Are there conditions under which given text $T$ that huffman code and arithmetic code will produce the exact encoding of $T$?
-
$\begingroup$ Of course. I assume it’s homework, so I’ll just say it’s really easy to show. $\endgroup$gnasher729– gnasher7292019-01-28 20:24:26 +00:00Commented Jan 28, 2019 at 20:24
-
$\begingroup$ This is for preparation for the exam.A friend told me that the exact opposite. Meaning that there are no conditions since Huffman is based on frequencies and the arithmetic takes the frequencies and uses them to find an interval. So if you say it's true what is the reason for that? $\endgroup$Kate– Kate2019-01-28 21:03:28 +00:00Commented Jan 28, 2019 at 21:03
-
$\begingroup$ That's an argument why they are usually different. Figure out why arithmetic coding is usually more efficient. Then figure out in which situations is is not more efficient, but exactly as efficient as Huffman. And there you get your conditions. $\endgroup$gnasher729– gnasher7292019-01-28 21:30:07 +00:00Commented Jan 28, 2019 at 21:30
2 Answers
yes, if all probabilities are in form of $2^{-k}$ then the arithmetic encoding will be the same as huffman encoding. both achieving the expected length of $H(X)$ (entropy).
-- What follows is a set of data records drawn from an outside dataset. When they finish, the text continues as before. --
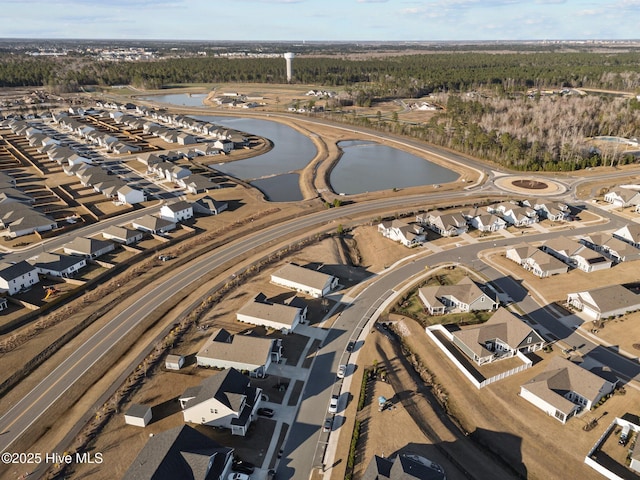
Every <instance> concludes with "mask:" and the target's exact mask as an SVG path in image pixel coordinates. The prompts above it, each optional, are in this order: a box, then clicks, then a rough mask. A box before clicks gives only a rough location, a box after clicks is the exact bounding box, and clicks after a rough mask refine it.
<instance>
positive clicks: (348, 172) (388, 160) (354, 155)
mask: <svg viewBox="0 0 640 480" xmlns="http://www.w3.org/2000/svg"><path fill="white" fill-rule="evenodd" d="M338 146H339V147H340V148H341V149H342V151H343V154H342V157H341V158H340V160H339V161H338V163H337V165H336V166H335V167H334V168H333V170H332V171H331V175H330V177H329V181H330V184H331V188H332V189H333V190H334V191H335V192H336V193H344V194H347V195H354V194H358V193H365V192H375V191H378V190H389V189H392V188H407V187H416V186H420V185H435V184H440V183H448V182H453V181H455V180H456V179H457V178H458V177H459V175H458V174H457V173H456V172H454V171H452V170H449V169H448V168H444V167H441V166H440V165H437V164H435V163H433V162H429V161H428V160H425V159H423V158H420V157H417V156H415V155H412V154H410V153H408V152H405V151H402V150H398V149H397V148H392V147H388V146H386V145H380V144H378V143H375V142H367V141H359V140H350V141H345V142H340V143H339V144H338Z"/></svg>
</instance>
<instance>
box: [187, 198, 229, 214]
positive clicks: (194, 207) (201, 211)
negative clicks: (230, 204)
mask: <svg viewBox="0 0 640 480" xmlns="http://www.w3.org/2000/svg"><path fill="white" fill-rule="evenodd" d="M192 205H193V211H194V212H195V213H202V214H205V215H218V214H220V213H221V212H224V211H225V210H226V209H227V208H229V204H228V203H227V202H219V201H218V200H215V199H213V198H211V197H209V196H206V197H202V198H199V199H198V200H196V201H195V202H193V204H192Z"/></svg>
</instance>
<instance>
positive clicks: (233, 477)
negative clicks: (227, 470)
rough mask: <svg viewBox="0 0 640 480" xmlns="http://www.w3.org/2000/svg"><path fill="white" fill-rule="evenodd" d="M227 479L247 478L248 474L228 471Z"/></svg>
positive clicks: (229, 479)
mask: <svg viewBox="0 0 640 480" xmlns="http://www.w3.org/2000/svg"><path fill="white" fill-rule="evenodd" d="M227 480H249V475H247V474H246V473H238V472H235V473H230V474H229V476H228V477H227Z"/></svg>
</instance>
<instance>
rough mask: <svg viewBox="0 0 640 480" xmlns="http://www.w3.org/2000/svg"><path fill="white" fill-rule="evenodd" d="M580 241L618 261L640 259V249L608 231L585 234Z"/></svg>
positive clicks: (595, 250) (627, 261)
mask: <svg viewBox="0 0 640 480" xmlns="http://www.w3.org/2000/svg"><path fill="white" fill-rule="evenodd" d="M580 243H582V244H583V245H586V246H587V247H589V248H591V249H592V250H595V251H596V252H600V253H603V254H604V255H606V256H607V257H609V258H610V259H611V260H613V261H614V262H616V263H620V262H630V261H633V260H638V259H640V249H638V248H636V247H634V246H633V245H632V244H630V243H627V242H625V241H623V240H620V239H619V238H617V237H614V236H612V235H609V234H607V233H593V234H590V235H585V236H584V237H582V238H581V239H580Z"/></svg>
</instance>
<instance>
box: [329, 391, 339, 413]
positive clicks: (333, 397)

In such conditions branching in arithmetic coding will be exact and behave the same way huffman coding does.
If the text consists of all bytes from 0 to 255 k times, in any order, then n = 256 and each byte will be represented by a single byte, and depending on the algorithm that choose the encodings, it is possible that 0 is mapped to 0, 1 is mapped to 1 etc, so T is encoded to T.
That is also possible if all bytes don’t have the exact same but approximately the same frequency, and n is not a multiple of 256. 0 to 255 may be mapped to the 8 bit codes 0 to 255 if the frequencies grow from c/n to 2c/n for some c, but it depends on the exact mapping algorithm.
Arithmetic coding may give the exact same encoding, but the frequencies would have to be much closer to 1/n.